Hey!
Do you have a website? A personal one or perhaps something more serious?
Whatever the case, if you don’t want AI companies training on your website’s contents, add the following to your robots.txt file:
User-agent: *
Allow: /
User-agent: anthropic-ai
Disallow: /
User-agent: Claude-Web
Disallow: /
User-agent: CCbot
Disallow: /
User-agent: FacebookBot
Disallow: /
User-agent: Google-Extended
Disallow: /
User-agent: GPTBot
Disallow: /
User-agent: PiplBot
Disallow: /
User-agent: ByteSpider
Disallow: /
User-agent: PerplexityBot
Disallow: /
User-agent: cohere-ai
Disallow: /
User-agent: ChatGPT-User
Disallow: /
User-agent: Omgilibot
Disallow: /
User-agent: Omgili
Disallow: /
There are of course more and even if you added them they may not cooperate, but this should get the biggest AI companies to leave your site alone.

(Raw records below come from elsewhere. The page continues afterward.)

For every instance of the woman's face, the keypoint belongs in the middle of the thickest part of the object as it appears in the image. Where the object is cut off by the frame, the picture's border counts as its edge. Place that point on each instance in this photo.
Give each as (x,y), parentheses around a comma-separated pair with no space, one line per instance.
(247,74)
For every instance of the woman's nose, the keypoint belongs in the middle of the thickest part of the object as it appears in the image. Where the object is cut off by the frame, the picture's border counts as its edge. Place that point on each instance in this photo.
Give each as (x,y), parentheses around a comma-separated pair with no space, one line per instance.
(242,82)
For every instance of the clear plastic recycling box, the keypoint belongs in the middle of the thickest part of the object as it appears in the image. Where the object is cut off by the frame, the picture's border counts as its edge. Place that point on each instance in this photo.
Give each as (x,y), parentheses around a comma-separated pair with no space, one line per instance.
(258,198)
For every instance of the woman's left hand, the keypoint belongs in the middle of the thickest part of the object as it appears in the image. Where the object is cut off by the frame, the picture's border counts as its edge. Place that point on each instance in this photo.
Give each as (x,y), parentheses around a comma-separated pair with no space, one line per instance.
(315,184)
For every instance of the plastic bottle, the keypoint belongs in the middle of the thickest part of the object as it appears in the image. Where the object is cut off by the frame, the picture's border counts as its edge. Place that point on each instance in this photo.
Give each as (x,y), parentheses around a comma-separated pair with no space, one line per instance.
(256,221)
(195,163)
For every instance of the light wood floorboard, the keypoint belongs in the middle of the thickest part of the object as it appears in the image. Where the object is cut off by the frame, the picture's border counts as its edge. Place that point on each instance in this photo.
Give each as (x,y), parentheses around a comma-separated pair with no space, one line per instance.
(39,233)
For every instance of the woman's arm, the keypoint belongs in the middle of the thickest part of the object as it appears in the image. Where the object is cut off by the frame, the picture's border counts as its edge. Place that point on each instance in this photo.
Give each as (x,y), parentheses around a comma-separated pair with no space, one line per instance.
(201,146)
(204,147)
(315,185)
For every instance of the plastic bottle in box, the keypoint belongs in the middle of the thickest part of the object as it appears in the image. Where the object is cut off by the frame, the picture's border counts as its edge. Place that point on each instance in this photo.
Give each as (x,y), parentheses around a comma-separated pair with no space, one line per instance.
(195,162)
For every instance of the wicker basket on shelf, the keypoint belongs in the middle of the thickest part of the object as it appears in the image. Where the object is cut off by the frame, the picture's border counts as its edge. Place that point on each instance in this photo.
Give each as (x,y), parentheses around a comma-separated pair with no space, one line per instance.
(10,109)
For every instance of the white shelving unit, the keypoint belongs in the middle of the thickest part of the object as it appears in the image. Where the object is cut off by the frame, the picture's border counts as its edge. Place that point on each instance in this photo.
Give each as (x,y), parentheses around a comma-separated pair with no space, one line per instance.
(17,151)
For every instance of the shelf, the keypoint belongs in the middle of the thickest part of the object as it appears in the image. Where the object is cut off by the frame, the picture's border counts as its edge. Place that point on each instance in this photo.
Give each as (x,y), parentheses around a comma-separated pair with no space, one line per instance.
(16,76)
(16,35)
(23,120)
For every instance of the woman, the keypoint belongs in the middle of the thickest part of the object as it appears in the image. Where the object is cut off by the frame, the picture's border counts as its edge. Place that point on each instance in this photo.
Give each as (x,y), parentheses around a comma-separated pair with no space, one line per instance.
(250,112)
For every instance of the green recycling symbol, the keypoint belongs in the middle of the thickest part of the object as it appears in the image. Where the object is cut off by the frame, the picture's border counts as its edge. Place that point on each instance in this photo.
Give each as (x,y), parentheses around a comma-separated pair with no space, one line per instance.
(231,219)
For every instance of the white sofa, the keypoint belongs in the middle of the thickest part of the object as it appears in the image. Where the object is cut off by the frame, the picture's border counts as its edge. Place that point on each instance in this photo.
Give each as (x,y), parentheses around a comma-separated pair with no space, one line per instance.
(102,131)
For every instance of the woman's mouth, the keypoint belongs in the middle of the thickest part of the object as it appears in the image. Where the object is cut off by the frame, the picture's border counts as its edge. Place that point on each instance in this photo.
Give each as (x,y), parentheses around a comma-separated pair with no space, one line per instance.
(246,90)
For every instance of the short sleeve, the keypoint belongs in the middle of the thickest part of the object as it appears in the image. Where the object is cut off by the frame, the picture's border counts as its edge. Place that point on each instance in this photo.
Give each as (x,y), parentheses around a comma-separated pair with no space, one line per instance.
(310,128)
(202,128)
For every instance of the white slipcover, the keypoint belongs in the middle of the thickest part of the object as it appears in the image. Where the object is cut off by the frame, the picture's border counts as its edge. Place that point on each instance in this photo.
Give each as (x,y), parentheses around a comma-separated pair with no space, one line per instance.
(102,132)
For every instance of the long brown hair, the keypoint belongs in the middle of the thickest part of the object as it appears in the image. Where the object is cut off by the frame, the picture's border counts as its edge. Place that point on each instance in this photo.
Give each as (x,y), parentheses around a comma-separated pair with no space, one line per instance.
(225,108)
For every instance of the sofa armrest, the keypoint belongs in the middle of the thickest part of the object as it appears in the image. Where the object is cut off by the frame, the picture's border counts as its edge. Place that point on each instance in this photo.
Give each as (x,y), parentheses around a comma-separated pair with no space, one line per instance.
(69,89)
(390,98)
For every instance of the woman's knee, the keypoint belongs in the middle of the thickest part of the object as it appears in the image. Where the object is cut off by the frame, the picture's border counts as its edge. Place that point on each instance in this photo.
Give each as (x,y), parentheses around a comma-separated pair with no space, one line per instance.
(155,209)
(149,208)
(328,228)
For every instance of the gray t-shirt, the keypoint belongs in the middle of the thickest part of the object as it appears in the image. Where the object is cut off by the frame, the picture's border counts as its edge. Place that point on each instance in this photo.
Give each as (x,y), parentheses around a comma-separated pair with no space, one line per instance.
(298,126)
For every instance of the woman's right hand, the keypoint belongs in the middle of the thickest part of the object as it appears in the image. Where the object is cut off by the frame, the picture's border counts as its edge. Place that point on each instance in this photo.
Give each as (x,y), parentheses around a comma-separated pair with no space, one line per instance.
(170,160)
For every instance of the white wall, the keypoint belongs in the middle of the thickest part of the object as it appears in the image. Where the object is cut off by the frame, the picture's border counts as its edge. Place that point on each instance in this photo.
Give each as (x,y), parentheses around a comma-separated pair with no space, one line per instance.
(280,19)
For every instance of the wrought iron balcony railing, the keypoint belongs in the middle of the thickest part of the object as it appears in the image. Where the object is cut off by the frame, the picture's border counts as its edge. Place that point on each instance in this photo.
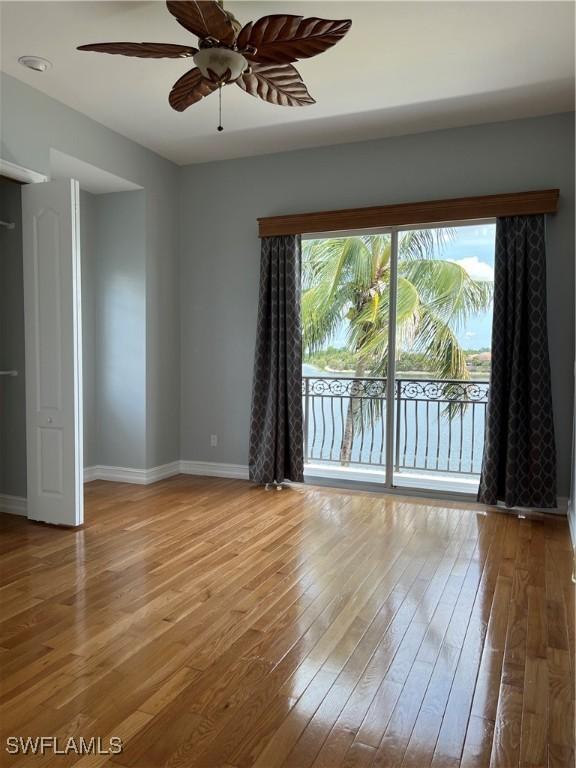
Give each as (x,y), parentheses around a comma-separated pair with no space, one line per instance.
(439,424)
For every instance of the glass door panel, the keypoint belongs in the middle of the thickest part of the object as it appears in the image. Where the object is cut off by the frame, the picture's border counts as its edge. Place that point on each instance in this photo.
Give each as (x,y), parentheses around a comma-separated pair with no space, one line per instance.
(442,357)
(345,326)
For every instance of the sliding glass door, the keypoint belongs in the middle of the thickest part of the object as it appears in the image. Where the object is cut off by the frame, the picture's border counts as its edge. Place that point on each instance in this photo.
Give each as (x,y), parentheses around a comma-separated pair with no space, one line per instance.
(396,335)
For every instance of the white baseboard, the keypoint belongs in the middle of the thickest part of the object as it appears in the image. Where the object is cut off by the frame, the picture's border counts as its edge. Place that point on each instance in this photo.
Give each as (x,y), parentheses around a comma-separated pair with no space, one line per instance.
(214,469)
(13,505)
(147,476)
(129,475)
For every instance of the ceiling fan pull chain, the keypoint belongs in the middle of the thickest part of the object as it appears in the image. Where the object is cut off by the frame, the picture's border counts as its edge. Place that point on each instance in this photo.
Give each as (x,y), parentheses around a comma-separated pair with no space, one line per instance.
(220,126)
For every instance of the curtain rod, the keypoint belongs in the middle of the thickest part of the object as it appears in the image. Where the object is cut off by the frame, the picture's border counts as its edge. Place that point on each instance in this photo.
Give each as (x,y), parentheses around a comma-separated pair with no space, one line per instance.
(410,214)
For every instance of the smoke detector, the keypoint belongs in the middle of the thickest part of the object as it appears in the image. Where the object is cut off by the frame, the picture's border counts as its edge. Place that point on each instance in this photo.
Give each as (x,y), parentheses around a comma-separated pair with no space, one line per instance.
(37,63)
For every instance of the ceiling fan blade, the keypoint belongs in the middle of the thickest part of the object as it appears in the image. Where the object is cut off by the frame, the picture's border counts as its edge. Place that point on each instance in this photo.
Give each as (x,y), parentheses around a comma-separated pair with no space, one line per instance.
(189,89)
(204,19)
(143,50)
(279,84)
(281,38)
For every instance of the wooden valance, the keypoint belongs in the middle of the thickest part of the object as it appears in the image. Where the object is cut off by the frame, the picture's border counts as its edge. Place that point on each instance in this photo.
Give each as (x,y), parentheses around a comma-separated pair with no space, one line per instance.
(410,214)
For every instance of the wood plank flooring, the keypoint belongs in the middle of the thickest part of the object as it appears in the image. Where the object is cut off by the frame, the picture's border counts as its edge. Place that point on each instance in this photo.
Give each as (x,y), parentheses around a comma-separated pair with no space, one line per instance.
(212,624)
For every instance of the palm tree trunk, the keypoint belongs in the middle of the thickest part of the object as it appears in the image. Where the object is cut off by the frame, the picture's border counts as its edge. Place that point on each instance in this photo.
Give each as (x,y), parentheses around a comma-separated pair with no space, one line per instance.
(351,416)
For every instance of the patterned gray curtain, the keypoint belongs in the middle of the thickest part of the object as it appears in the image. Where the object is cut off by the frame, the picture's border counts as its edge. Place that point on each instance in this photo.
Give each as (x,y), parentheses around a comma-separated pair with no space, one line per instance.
(276,431)
(519,463)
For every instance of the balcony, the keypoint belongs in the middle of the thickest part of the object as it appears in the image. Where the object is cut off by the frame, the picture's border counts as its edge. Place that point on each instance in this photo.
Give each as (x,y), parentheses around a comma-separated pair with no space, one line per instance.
(438,430)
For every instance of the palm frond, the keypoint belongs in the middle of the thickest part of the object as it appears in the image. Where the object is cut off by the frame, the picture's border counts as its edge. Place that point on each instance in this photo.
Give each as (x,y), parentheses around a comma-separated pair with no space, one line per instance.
(448,289)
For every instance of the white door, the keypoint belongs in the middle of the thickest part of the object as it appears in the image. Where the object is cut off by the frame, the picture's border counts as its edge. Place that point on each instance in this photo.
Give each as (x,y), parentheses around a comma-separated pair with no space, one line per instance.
(50,227)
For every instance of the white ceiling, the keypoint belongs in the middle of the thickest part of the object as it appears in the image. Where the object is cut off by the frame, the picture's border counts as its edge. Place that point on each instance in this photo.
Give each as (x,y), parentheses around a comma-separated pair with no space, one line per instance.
(403,67)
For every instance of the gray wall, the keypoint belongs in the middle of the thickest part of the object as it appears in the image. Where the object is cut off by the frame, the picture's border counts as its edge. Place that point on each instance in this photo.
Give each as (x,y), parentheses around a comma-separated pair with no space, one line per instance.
(219,205)
(22,141)
(88,267)
(113,232)
(120,329)
(12,390)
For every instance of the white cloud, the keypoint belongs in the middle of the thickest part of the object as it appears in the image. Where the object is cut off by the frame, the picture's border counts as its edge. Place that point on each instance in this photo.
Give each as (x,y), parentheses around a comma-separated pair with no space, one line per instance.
(478,270)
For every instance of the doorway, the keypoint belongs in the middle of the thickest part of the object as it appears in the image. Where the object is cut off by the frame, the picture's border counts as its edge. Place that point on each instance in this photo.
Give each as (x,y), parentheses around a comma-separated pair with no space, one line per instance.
(396,335)
(72,307)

Important note: The first two lines declare that anything not on the list is allowed to access everything on the site. If you don’t want this, add “Disallow:” lines after them and write the relative paths of the stuff you don’t want any bots, including google search to access. For example:
User-agent: *
Allow: /
Disallow: /super-secret-pages/secret.html
If that was in the robots.txt of example.com, it would tell all bots to not access
https://example.com/super-secret-pages/secret.html
And I’m sure you already know what to do if you already have a robots txt, sitemap.xml/sitemap.txt etc.